Maintaining Optimal Home Care

Part II of the report describes needed steps to maintain optimal home care for the child. These include:

  • Support by the PCP to meet the needs of the child and family, in light of medical and developmental issues and the underlying diagnoses.

  • Ensuring optimal nutrition based on feeding tolerance and pertinent conditions, such as gastroesophageal reflux disease, dysmotility, or constipation. Consultations with dietitians and gastroenterologists may be appropriate.

  • Managing elimination disorders using bowel- and bladder-emptying regimens and training programs.

  • Provision by the PCP of a comfortable and safe medical home for the patient. To address special healthcare needs and technology dependencies, the child needs separate visits for chronic condition management and well-child care, or visits that are longer than usually scheduled for well children.

  • Updating medication lists in the medical home and for the caregivers, with clear instructions for dosing and administration.

  • Providing appropriate consultations, such as a pediatric pulmonologist for children with moderate to severe respiratory impairments.

  • Ensuring preventive care, including pneumococcal and annual influenza vaccines, for at-risk children and their families.

  • Monitoring skin condition and preventing decubitus ulcers in children with reduced mobility.

  • Diagnosing and treating urinary tract infections, dental abscesses, pathologic fractures, or other complications.

  • Detecting device-related complications in children with pacemakers, ventriculoperitoneal shunts, intravascular catheters, colostomies, or other devices.
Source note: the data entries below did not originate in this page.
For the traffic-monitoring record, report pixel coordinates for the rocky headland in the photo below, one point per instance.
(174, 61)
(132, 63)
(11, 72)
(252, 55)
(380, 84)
"Medical homes may need to adapt routine practices and individualize their approaches to best orchestrate the multifaceted needs of children and youth with special health care needs, their parents and families, and health care systems," the report authors conclude. "A systematic approach to pediatric care with explicit care coordination, family-centered care, and advanced planning ensures the best outcomes and most rewarding experiences for children and youth with special health care needs, their families, and providers."